Sesungguhnya Jina kesal, ingin meledak marah juga, tetapi begitu melihat wajah yang sudah menghantui hari-harinya itu dipenuhi lebam hingga berdarah, amarah Jina justru berbalik menjadi kecemasan.

“Kamu jangan cari gara-gara terus tuh nggak bisa, ya?”

Intonasinya pun meninggi di sela tangan- tangannya bergerak lincah mengeluarkan peralatan berobat. Sedangkan yang dimarahi hanya mendengus santai sembari menyamankan diri di sofa kecil ini. Seakan babak belur di wajahnya bukanlah masalah.

“Kalau urusannya sama lo, emang guenya demen cari gara-gara.”

Jina lemparkan delikan tajamnya pada Seungcheol yang tersenyum tanpa dosa. Padahal ujung bibirnya sudah tercetak darah menggumpal, menegaskan hidungnya yang pasti sempat mengalirkan darah pula sampai menyisakan jejak di philtrum-nya. Memetak jelas betapa kerasnya dia dipukuli sebelum ini.

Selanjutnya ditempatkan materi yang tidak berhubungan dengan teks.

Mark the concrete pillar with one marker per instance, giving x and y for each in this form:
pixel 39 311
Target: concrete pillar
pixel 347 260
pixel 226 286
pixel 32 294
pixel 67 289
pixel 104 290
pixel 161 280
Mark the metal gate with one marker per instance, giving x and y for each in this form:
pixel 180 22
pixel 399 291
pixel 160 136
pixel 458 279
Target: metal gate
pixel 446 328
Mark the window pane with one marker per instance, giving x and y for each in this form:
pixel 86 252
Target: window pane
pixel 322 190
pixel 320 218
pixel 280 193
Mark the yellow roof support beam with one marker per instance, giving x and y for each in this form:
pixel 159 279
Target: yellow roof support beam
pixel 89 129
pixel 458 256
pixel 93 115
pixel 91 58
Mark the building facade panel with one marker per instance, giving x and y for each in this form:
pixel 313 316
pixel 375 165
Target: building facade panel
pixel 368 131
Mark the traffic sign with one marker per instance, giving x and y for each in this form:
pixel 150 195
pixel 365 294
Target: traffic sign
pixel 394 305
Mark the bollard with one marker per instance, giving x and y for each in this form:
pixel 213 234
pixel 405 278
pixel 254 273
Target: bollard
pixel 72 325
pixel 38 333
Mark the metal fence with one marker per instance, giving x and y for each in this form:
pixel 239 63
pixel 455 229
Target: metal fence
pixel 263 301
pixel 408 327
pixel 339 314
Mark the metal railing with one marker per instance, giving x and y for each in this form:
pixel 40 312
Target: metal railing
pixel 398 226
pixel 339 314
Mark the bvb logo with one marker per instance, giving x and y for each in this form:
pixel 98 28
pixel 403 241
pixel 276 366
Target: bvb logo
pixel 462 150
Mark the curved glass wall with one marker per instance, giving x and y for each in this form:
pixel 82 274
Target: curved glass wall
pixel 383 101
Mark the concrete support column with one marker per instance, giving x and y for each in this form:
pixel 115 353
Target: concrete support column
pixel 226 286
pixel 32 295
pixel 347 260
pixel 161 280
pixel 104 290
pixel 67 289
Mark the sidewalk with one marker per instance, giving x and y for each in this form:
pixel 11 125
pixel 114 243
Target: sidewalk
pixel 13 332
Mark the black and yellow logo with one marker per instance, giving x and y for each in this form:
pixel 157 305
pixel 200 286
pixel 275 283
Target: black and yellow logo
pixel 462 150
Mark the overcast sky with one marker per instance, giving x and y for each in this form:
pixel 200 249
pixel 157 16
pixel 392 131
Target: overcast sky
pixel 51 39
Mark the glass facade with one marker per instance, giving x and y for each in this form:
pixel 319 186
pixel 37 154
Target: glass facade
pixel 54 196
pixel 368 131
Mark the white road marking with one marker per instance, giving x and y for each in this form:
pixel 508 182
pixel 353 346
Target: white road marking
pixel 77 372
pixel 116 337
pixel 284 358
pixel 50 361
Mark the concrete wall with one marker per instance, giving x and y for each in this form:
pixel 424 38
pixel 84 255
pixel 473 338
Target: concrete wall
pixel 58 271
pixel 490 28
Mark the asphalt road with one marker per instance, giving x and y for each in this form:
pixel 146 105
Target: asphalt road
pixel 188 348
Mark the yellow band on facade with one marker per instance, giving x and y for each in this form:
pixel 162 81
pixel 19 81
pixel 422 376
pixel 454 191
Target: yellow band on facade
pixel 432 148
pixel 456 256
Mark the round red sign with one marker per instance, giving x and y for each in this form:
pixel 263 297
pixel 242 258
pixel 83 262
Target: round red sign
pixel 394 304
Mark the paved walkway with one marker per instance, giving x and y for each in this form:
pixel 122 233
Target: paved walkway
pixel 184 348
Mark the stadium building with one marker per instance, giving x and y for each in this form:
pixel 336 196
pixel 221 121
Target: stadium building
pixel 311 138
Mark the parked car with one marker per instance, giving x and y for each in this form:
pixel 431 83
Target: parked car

“Kalau nggak jago tuh nggak usah sok ngajak berantem. Babak belur baru tau rasa, kan!”

“Gue jago berantem. Cuma tadi sengaja ngalah dikit aja. Biar gue ada alibi buat minta lo obatin.” Seungcheol tertawa sejenak melihat kejengkelan semakin terpetak di wajah cantik itu. “Bercanda. Emang gue sama mantan lo demen main pukul aja buat selesaikan masalah.”

“Mingyu nggak suka mukul. Kamunya aja yang mancing emosi terus. Dan lagi, dia bukan mantan aku.”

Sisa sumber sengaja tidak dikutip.